Sahara AI (SAHARA) Price Prediction

By CMC AI
14 June 2026 01:13AM (UTC+0)
TLDR

SAHARA's price outlook is a tug-of-war between imminent supply shocks and a promising utility roadmap.

  1. Imminent Supply Shock – A major token unlock of ~1.03B SAHARA (~10% of total supply) is scheduled for June 26, 2026, risking significant selling pressure if recipients liquidate on exchanges.

  2. Utility & Adoption Roadmap – The launch of vertical-specific agents like DeFi CoPilot (Q4 2025) and the Sahara Chain mainnet could drive demand by increasing real-world token utility.

  3. Fragile Sentiment & Leverage – The token is highly sensitive to market sentiment and liquidations, as evidenced by a recent 60% crash triggered by cascading futures liquidations and sector-wide FUD.

Deep Dive

1. Upcoming Token Unlock (Bearish Impact)

Overview: A significant supply event is scheduled for June 26, 2026, with approximately 1.03 billion SAHARA tokens (~10% of total supply, worth ~$16.6M at recent prices) becoming transferable. This tranche is allocated to investors (≈51.9%) and insiders (≈39.4%). The event follows a sharp ~55–60% price drop on June 9, 2026, which the team attributed to cascading futures liquidations and confusion over a pre-scheduled 600M token bridge transfer, not a team dump.

What this means: This unlock represents a major near-term overhang. If a material portion of the newly liquid tokens is sold on the open market rather than placed in OTC deals, it could overwhelm buying pressure and drive the price down further. Historical patterns show such events often lead to preemptive selling and increased volatility, especially for tokens with relatively low circulating supply like SAHARA (34.1% as of June 2026).

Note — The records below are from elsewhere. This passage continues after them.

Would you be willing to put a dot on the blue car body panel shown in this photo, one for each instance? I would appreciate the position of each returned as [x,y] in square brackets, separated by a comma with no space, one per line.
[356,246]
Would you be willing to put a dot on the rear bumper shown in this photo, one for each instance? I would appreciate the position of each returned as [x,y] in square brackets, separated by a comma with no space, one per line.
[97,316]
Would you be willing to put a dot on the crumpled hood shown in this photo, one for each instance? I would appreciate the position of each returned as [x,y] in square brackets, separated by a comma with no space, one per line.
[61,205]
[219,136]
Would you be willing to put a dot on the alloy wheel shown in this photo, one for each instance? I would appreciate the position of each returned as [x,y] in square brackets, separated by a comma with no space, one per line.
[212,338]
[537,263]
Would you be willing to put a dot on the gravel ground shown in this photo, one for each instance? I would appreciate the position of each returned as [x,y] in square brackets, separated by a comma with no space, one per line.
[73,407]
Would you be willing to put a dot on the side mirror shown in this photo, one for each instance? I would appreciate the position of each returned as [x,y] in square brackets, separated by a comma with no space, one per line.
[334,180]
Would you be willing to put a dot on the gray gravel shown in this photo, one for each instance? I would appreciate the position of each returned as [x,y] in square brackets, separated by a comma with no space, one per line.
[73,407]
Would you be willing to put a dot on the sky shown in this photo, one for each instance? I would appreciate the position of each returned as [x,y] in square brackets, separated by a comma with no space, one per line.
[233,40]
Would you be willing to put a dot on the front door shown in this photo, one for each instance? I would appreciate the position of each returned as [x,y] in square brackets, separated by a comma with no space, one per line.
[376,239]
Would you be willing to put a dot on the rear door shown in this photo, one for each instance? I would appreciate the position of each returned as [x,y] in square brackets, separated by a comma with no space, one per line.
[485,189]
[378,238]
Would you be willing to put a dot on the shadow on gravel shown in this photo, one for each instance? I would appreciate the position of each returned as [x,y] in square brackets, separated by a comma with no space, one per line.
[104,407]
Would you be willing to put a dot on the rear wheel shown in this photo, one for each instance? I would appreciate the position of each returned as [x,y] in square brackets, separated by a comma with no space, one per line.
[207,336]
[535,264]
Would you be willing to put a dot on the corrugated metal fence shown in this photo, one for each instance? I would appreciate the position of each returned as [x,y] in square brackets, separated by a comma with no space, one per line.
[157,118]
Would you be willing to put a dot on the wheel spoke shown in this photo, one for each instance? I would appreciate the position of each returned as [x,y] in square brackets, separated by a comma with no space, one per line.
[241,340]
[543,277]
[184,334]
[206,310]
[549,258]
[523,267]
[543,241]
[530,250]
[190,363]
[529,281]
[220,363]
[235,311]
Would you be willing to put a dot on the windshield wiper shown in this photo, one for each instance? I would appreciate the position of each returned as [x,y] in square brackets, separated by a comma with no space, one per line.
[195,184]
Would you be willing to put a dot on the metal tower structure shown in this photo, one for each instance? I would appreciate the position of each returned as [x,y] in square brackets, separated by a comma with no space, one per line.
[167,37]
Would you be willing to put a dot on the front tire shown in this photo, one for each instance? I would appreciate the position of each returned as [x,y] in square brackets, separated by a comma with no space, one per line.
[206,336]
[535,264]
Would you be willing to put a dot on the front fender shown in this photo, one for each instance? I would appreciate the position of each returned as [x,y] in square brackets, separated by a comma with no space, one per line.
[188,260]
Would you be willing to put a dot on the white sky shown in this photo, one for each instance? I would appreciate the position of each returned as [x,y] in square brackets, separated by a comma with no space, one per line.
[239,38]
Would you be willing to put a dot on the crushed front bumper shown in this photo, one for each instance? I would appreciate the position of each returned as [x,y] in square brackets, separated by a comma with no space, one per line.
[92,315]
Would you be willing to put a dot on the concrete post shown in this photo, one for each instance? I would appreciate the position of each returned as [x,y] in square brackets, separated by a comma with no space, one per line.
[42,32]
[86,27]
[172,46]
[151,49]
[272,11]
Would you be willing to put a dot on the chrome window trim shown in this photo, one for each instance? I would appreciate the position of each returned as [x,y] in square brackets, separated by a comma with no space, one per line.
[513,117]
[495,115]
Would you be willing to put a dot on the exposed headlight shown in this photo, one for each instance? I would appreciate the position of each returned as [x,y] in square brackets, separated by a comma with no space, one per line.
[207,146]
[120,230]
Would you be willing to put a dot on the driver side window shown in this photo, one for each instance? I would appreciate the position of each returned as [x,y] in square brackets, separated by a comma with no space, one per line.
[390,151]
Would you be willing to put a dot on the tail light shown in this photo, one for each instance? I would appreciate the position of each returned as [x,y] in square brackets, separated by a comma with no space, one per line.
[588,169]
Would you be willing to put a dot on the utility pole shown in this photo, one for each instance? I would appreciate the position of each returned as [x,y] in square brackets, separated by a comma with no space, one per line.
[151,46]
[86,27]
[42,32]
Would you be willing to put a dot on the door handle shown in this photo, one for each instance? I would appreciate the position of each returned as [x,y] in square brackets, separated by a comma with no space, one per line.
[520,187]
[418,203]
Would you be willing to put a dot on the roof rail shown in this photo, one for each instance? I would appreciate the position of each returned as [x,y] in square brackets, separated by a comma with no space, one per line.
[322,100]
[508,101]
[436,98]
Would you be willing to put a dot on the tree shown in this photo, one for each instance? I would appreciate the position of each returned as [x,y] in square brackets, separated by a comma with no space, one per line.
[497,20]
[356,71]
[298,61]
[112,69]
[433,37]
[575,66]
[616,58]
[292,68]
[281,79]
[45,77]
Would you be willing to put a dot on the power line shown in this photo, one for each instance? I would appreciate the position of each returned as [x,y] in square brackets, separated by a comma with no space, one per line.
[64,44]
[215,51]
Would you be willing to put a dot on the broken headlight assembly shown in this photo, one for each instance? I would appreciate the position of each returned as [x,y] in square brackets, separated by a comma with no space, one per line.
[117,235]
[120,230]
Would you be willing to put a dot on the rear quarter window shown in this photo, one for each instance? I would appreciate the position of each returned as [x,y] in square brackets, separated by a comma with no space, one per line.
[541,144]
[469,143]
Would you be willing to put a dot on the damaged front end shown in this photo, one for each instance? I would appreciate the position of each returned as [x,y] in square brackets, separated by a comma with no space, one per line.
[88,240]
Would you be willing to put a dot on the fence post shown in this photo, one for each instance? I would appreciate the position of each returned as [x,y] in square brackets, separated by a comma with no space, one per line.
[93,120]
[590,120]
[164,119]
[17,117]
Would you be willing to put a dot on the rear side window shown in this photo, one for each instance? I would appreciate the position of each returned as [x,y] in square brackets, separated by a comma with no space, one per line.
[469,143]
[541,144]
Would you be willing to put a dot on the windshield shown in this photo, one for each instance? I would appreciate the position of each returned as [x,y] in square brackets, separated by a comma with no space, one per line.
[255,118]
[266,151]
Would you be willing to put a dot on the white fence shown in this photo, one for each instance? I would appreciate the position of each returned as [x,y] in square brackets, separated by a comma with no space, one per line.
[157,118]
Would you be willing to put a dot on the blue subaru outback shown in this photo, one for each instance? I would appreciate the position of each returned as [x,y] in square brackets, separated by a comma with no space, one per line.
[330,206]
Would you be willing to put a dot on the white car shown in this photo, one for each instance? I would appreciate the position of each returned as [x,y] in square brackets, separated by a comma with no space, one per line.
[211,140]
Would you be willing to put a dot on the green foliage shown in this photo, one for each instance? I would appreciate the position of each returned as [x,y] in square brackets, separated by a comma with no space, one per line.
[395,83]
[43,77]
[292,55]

2. Platform Development & Utility (Bullish Impact)

Overview: Sahara AI's roadmap focuses on expanding token utility. Key upcoming milestones include the launch of enterprise data services upgrades, the introduction of vertical-specific AI agents starting with DeFi CoPilot in Q4 2025, and the eventual Sahara Chain mainnet launch. The token is used for payments, staking, governance, and incentivizing data contributors within its ecosystem.

What this means: Successful execution of these developments could transition SAHARA from a speculative asset to one with fundamental demand. The mainnet launch, in particular, will establish SAHARA as the native gas token, creating a consistent use case. Increased platform adoption and user growth would directly increase token demand, providing a foundation for price recovery and long-term appreciation beyond speculative cycles.

3. Market Sentiment & Leverage Risks (Mixed Impact)

Overview: SAHARA has proven extremely vulnerable to sentiment shifts and leverage. The June 9 crash saw over $23M in long liquidations, exacerbated by panic selling and FUD from a separate AI protocol exploit. Technically, the token shows bearish momentum with an RSI(14) of 27.69 (oversold) and trades below all key moving averages, indicating weak near-term structure.

What this means: In the short term, negative sentiment and high leverage in the derivatives market can trigger violent downdrafts, as seen recently. However, this also means positive news or a broader AI narrative resurgence could fuel sharp rallies. Recovery hinges on stabilizing spot market sentiment and reducing excessive futures exposure. Monitoring exchange deposit flows and derivatives open interest will be key to gauging near-term price direction.

Conclusion

SAHARA faces a challenging near-term path due to the impending token unlock and fragile market structure, but its medium-term fate is tied to tangible platform adoption and utility growth. For a holder, this implies navigating potential volatility in the coming weeks while watching for concrete progress on the product roadmap. Will the project's utility-driven demand outpace its inflationary token supply after the unlock?

CMC AI can make mistakes. Not financial advice.